Schleiermacher trachtte met het ‘eerste hoofddeel’ van zijn geloofsleer een brug te slaan tussen moderne wetenschap en christelijke theologie. Hij dacht daarin op zo’n wijze over Schepping en Onderhouding te spreken, dat de critici van een ‘begin der wereld’ of een ‘wondergeloof’ zich niet hoefden te ergeren en rijp werden gemaakt voor een vernemen van de geesteshistorische kracht die – zo ontvouwt het tweede deel – van Christus is uitgegaan. Niet-christelijke tijdgenoten konden hier echter een truc zien om hen ongewild toch van Jezus te getuigen (zo de reacties van Schlegel en Goethe op de Reden), kerkelijke gezagsdragers van de andere zijde roken in het eerste hoofddeel ‘pantheïsme’.
Oefenopgave 9.4
Melanchthons ‘Introductio’ tot de Loci van 1521 wordt gekenmerkt door een sterk anti-scholastische polemiek. Hij wil alle speculatieve loci negeren en de eigenlijke leer reduceren tot de heilsboodschap van genade voor zondaren. Schleiermacher betoogt in zijn Zweites Sendschreiben in een betoog met even anti-scholastische strekking, dat vele overgeleverde leerstellingen uit de beide ‘neven-vormen’ van dogmatisch spreken op zichzelf met gemak gemist zouden kunnen worden, omdat ze zich niet tot de grondvorm van de christelijke vroomheid laten reduceren.
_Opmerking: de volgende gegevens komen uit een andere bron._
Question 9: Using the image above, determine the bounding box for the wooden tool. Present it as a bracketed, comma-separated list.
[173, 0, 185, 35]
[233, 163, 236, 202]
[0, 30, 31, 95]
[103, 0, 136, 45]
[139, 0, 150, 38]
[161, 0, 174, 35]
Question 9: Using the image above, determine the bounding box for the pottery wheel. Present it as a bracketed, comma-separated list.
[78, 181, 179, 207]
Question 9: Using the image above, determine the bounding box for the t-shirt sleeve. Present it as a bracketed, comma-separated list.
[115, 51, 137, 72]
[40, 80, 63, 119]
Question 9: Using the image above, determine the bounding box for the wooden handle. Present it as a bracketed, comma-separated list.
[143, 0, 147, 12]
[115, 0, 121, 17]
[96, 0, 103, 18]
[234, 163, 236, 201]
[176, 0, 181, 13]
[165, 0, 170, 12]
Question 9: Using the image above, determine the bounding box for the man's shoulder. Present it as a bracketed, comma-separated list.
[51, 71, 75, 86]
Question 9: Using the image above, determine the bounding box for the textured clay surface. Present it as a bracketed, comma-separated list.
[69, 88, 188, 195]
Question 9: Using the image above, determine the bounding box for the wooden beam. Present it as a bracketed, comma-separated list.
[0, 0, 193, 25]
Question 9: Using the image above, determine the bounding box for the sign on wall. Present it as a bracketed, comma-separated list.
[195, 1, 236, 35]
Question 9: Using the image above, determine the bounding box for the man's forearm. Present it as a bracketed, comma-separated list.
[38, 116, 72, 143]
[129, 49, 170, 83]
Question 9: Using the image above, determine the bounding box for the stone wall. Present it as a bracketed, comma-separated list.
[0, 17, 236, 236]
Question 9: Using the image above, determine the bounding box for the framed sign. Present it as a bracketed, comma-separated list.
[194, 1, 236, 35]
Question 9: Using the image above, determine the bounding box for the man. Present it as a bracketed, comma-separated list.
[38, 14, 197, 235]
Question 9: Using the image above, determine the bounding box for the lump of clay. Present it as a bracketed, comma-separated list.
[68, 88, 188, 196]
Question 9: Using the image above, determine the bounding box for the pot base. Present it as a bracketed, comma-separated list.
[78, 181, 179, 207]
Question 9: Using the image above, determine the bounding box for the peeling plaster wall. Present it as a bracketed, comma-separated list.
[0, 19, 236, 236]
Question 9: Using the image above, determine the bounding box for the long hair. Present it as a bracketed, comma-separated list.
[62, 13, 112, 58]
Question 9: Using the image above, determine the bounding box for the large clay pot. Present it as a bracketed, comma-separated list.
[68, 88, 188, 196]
Materieel overigens gaat de reductie bij Schleiermacher nog wel heel wat verder dan bij Melanchthon.
Oefenopgave 9.5
Onder Calvijn I werd hier verstaan: de Institutie opgezet vanuit de onderdelen van de Apostolische Geloofsbelijdenis, dat wil zeggen trinitarisch, dus vanuit de grote daden Gods. Onder Calvijn II de Institutie opgebouwd vanuit het beginsel van een ‘tweevoudige Godskennis’, in een historische volgorde: kennis van God de Schepper – oorspronkelijke mens – val – de mens als zondaar – kennis van God de Verlosser.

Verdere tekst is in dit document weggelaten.